Velez: Selfies in rallies, why this millennial apathy?

FOR heckling the anti-ASEAN protesters up on his office and posting his feat online with a selfie complete with a millennial peace sign and wide smile, Eljohn Mark Licup is now an online sensation.

His post has been shared over 40,000 times, garnered 177,000 likes and still counting. It also earned criticisms from netizens sympathetic with the rallyists, who turned his selfie into memes carrying poems and quotes of thinkers from Brecht to Zizek who criticized this kind of apathy and attitude.

I am cautious about writing about this dude. After all, Eljohn is a private citizen, a young man who might just be displaying his millennial/ post-millennial attitude of taking things lightly. So for him, that rally against Trump and against ASEAN was just a prop to air his biting one liner. When a protester with a microphone asked have we gotten jobs that the government promised, he shouted "MAGSIPAG-APPLY KAYO! HIRING KAMI!" (Go apply for a job! We're hiring!)

I'll talk about this attitude that's prevalent among millennials and post-millennials. Social awareness among this group is gone. In its place is social media apathy and attention-seeking. It's a kind of attitude that is centered on the self, empowered by the smartphone (such an ironic name for a device) to push the need for attention through garnering likes and comments. No matter how trivial or serious the circumstance, the attitude is to strike a pose and say I'm in the middle of this and loving it.

But Eljohn's pose and post, and the comments it gathered is something else. It's a display of insensitivity to make fun of protesters who were blasted with water cannons and sonic boom device that may cause damage to hearing, is just plain insensitive.

To merely brush the rallyists as lazy for not applying for work displays an ignorance of our current state. As one netizen points out, that vantage view of the privilege fails to see that poverty is tied up to a system that makes them poor.
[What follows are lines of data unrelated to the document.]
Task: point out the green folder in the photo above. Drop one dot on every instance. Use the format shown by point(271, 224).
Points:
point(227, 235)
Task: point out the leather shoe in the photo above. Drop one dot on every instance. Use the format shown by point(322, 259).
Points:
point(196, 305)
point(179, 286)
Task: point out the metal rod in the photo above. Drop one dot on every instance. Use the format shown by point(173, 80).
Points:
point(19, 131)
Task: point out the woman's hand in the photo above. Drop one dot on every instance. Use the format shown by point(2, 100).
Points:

A system where education is a privilege, people are just part of a supply chain for contractual work, and communities can be demolished to be replaced with malls, subidvisions and factories.

It's a wonder how this "educated" youth attuned to trends and theories fail to grasp the issues surrounding ASEAN or for that to the struggles of the poor, farmers, Lumads and Moro in people in Mindanao who are displaced in this grand scheme of economic cooperation and integration. It's been easy for them to brush the protesters as "bayaran" without looking at the historic validity of rallies and movements in correct injustices.

One activist quoted a quote from a nun, Sr. Emelina Villegas, ICM, who said and I translate: "Sometimes those who are so engrossed with 'selfies' will nurture a very self-centered view, that they do not feel or see the people around them."

Does this show millennials and post-millennials are really tuned out of the real world? I don't think so. Because if there is an Eljohn displaying apathy, there is also a Shibby de Guzman among today's youth who gives a damn. Shibby is the 14-year old St. Scholastica student, whose presence at the Marcos' burial earned her recognition as one of Time Magazine's 30 most influential teens of 2017. On earning that spot she said joining the rally "was an opportunity to do good. It was the right thing to do."

Between Eljohn and Shibby is a choice. Between apathy and awareness, between popular and political, between self and society.